At issue is that, while programs that read the text content of online links, which the sight impaired can access with a keyboard, are available, graphic-intensive sites don’t accommodate them.
Target has countered that ADA rules apply only to physical places of business, not virtual ones. They’re probably right.
I’m not generally the type to side with Corporate America, but I can understand the blind were not foremost in the minds of Target’s web designers.
I’m also sure a more text-intensive Internet is not what we all want (it's not a book).

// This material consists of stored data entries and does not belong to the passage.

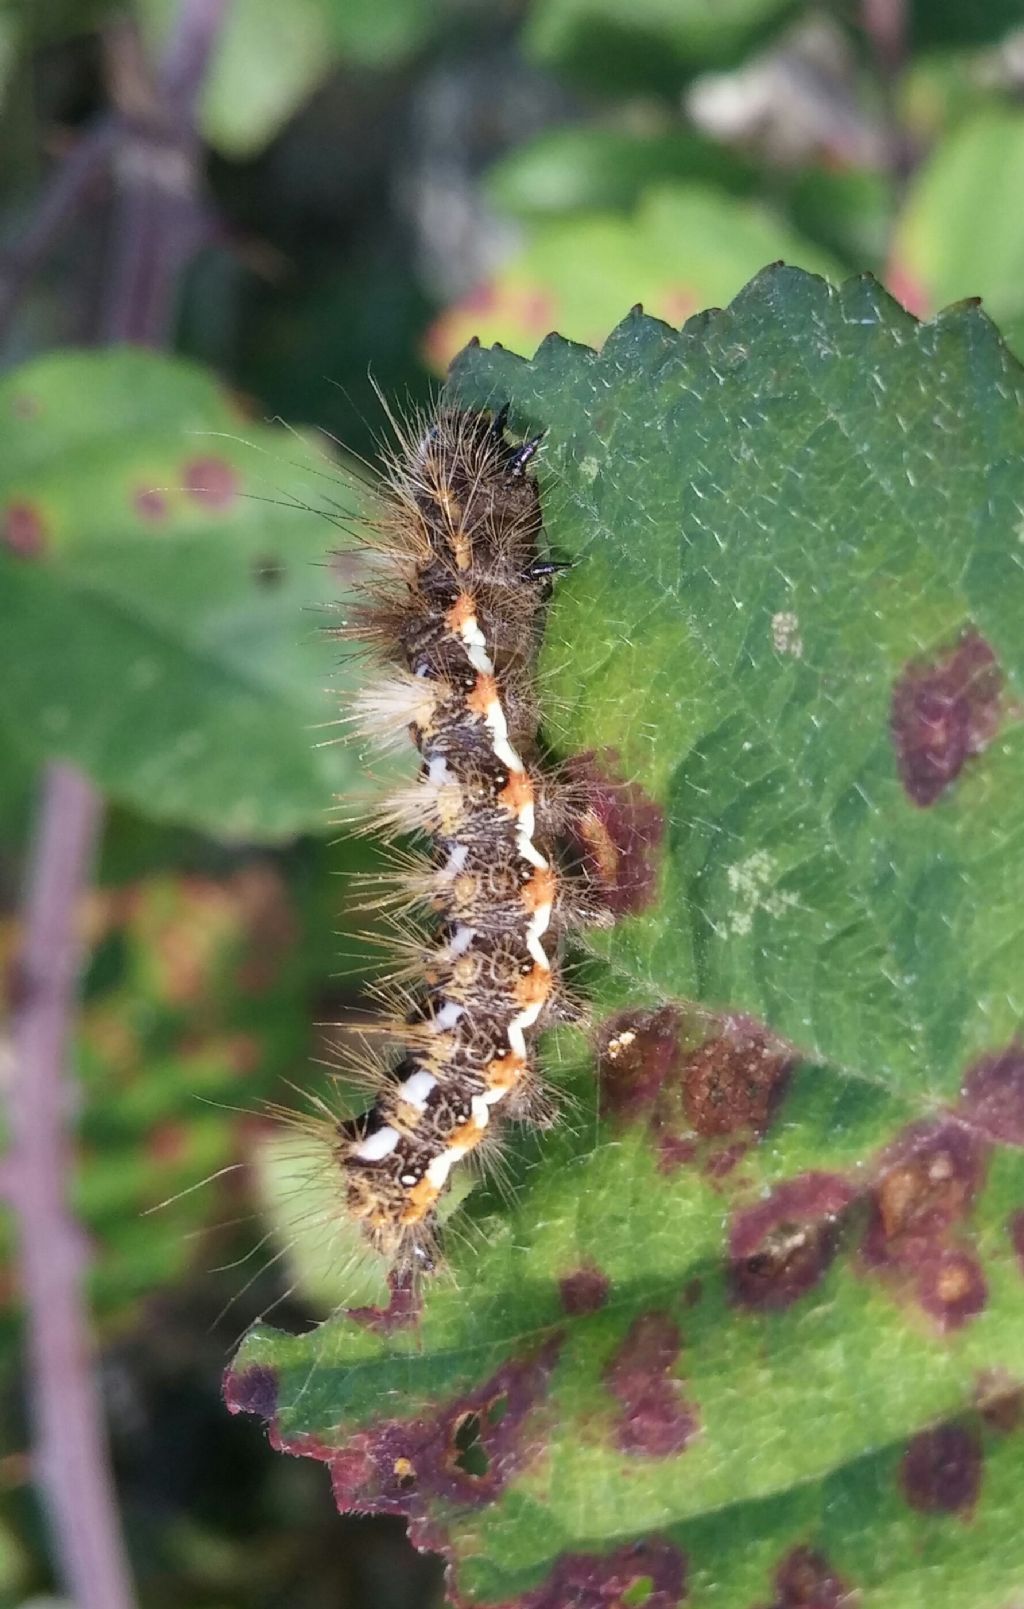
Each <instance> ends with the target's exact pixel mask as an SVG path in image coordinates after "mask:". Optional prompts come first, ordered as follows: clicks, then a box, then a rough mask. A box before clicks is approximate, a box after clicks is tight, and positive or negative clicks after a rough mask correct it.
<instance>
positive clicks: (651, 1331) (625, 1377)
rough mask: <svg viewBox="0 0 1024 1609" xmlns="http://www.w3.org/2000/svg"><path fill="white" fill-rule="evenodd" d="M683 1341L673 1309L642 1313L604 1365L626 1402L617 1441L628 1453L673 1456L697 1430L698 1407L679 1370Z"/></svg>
mask: <svg viewBox="0 0 1024 1609" xmlns="http://www.w3.org/2000/svg"><path fill="white" fill-rule="evenodd" d="M681 1350H683V1342H681V1337H679V1329H678V1326H676V1323H675V1319H673V1318H670V1315H668V1313H641V1315H639V1318H636V1319H634V1321H633V1324H631V1326H630V1331H628V1334H626V1337H625V1340H623V1342H621V1345H620V1348H618V1352H617V1353H615V1356H613V1358H612V1361H610V1363H609V1364H607V1368H605V1371H604V1381H605V1385H607V1387H609V1390H610V1392H612V1395H613V1397H615V1398H618V1403H620V1413H618V1418H617V1424H615V1442H617V1445H618V1446H620V1448H621V1450H623V1453H639V1455H642V1456H646V1458H668V1456H670V1455H671V1453H681V1451H683V1448H684V1446H686V1443H687V1442H689V1440H691V1437H692V1435H694V1432H696V1430H697V1413H696V1409H694V1406H692V1405H691V1403H687V1401H686V1398H684V1395H683V1381H681V1379H679V1377H678V1376H676V1374H675V1366H676V1363H678V1360H679V1352H681Z"/></svg>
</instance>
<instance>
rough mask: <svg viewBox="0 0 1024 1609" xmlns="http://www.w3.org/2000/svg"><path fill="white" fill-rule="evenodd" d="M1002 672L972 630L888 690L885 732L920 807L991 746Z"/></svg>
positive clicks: (945, 785) (899, 768)
mask: <svg viewBox="0 0 1024 1609" xmlns="http://www.w3.org/2000/svg"><path fill="white" fill-rule="evenodd" d="M1001 685H1003V677H1001V671H1000V666H998V661H997V658H995V653H993V652H992V648H990V647H989V644H987V642H985V639H984V637H982V636H981V634H979V632H977V631H974V629H969V631H966V632H964V634H963V637H961V639H960V642H958V644H956V647H953V648H950V650H947V652H945V653H940V655H937V656H935V658H931V660H918V661H913V663H911V665H908V666H906V669H905V671H903V674H902V676H900V679H898V681H897V684H895V687H894V690H892V706H890V714H889V730H890V735H892V745H894V748H895V756H897V766H898V772H900V780H902V784H903V788H905V792H906V796H908V798H910V800H911V801H913V803H915V805H918V806H921V808H923V809H926V808H927V806H929V805H934V803H935V801H937V800H939V798H940V796H942V795H943V793H945V790H947V788H948V787H950V785H952V784H953V782H955V780H956V777H958V776H960V772H961V771H963V766H964V763H966V761H968V759H969V758H971V756H974V755H981V751H982V750H984V748H985V747H987V745H989V743H990V742H992V739H993V737H995V734H997V730H998V724H1000V692H1001Z"/></svg>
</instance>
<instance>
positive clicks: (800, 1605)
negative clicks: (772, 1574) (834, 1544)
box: [765, 1546, 860, 1609]
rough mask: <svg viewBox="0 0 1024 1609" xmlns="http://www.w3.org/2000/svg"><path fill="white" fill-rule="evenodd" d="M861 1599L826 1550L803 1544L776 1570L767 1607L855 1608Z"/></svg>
mask: <svg viewBox="0 0 1024 1609" xmlns="http://www.w3.org/2000/svg"><path fill="white" fill-rule="evenodd" d="M858 1598H860V1595H858V1593H857V1591H853V1588H852V1586H849V1585H847V1583H845V1582H844V1580H842V1578H840V1577H839V1575H836V1572H834V1569H832V1566H831V1564H829V1561H828V1559H826V1558H824V1554H823V1553H818V1551H816V1549H815V1548H808V1546H800V1548H794V1549H792V1553H787V1554H786V1558H784V1559H782V1562H781V1564H779V1567H778V1570H776V1572H774V1598H773V1601H771V1604H770V1606H765V1609H853V1606H855V1604H857V1603H858Z"/></svg>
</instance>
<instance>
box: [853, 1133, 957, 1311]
mask: <svg viewBox="0 0 1024 1609" xmlns="http://www.w3.org/2000/svg"><path fill="white" fill-rule="evenodd" d="M987 1150H989V1147H987V1144H985V1142H984V1141H982V1139H981V1138H979V1136H977V1133H976V1131H974V1128H969V1126H968V1125H966V1123H963V1121H958V1120H956V1118H955V1117H943V1118H931V1120H923V1121H919V1123H911V1125H910V1126H908V1128H906V1130H903V1133H902V1134H898V1136H897V1138H895V1141H894V1142H892V1144H890V1146H887V1147H886V1150H884V1152H882V1154H881V1157H879V1162H877V1175H876V1184H874V1187H873V1191H871V1195H869V1204H871V1205H869V1215H868V1228H866V1232H865V1239H863V1245H861V1257H863V1261H865V1265H866V1266H868V1268H869V1270H873V1271H876V1273H882V1274H886V1276H887V1278H890V1279H895V1284H897V1287H902V1289H903V1290H905V1292H906V1294H908V1295H910V1297H913V1300H916V1302H918V1305H919V1307H921V1308H923V1311H924V1313H927V1315H929V1318H932V1319H934V1321H935V1323H937V1326H939V1329H942V1331H952V1329H960V1327H961V1326H963V1324H966V1323H968V1321H969V1319H972V1318H976V1316H977V1315H979V1313H981V1311H982V1308H984V1307H985V1300H987V1284H985V1276H984V1271H982V1268H981V1263H979V1260H977V1257H976V1255H974V1253H972V1252H971V1250H969V1249H966V1247H964V1245H963V1244H961V1226H963V1221H964V1220H966V1218H968V1215H969V1210H971V1205H972V1202H974V1197H976V1195H977V1191H979V1189H981V1184H982V1181H984V1173H985V1160H987Z"/></svg>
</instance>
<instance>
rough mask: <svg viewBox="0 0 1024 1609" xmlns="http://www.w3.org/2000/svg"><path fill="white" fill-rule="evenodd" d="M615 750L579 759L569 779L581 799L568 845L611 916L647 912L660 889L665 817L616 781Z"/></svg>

Imagine the impact on porn sites alone! (I kid.)
I was in a stadium seating theatre once, and before the movie started, a physically disabled man came in, looked around at the auditorium, then called for the manager.
I couldn’t hear their conversation clearly, but I could tell it was about the fact that the patron could not really partake of the stadium seating experience, because it involved climbing stairs. The manager seemed contrite and understanding, but the patron ended up leaving.
Devil’s advocate question here, and it’s going to make me sound like an insensitive bastard, but here goes: If you can’t participate in something, does that mean the other 99% of people who can shouldn’t be allowed to?
I believe in doing everything possible to simplify and improve the lives of the less-able. Any of us could become one of them any day. But that doesn’t mean sighted people, for example, should feel bad about nor be prevented from making full use of their gift.
Incidentally, I have been in at least one stadium seating theatre that did accommodate the handicapped. The entrance hall to the auditorium was essentially an up-ramp, so when you entered you were at mid-level, not ground level. The handicapped section was right there – the best seats in the house.
I distinguish between willful discrimination and discrimination by ignorance. So should the law. Handicapped groups should have a dialogue with companies that are not meeting their needs (there is no mention of this in the linked article) before heading to court.
I’d hate to be blind, crippled or otherwise impaired. (Well, some kinds of impairment don’t suck). And I sincerely hope all businesses will work to accommodate the handicapped to the greatest extent possible.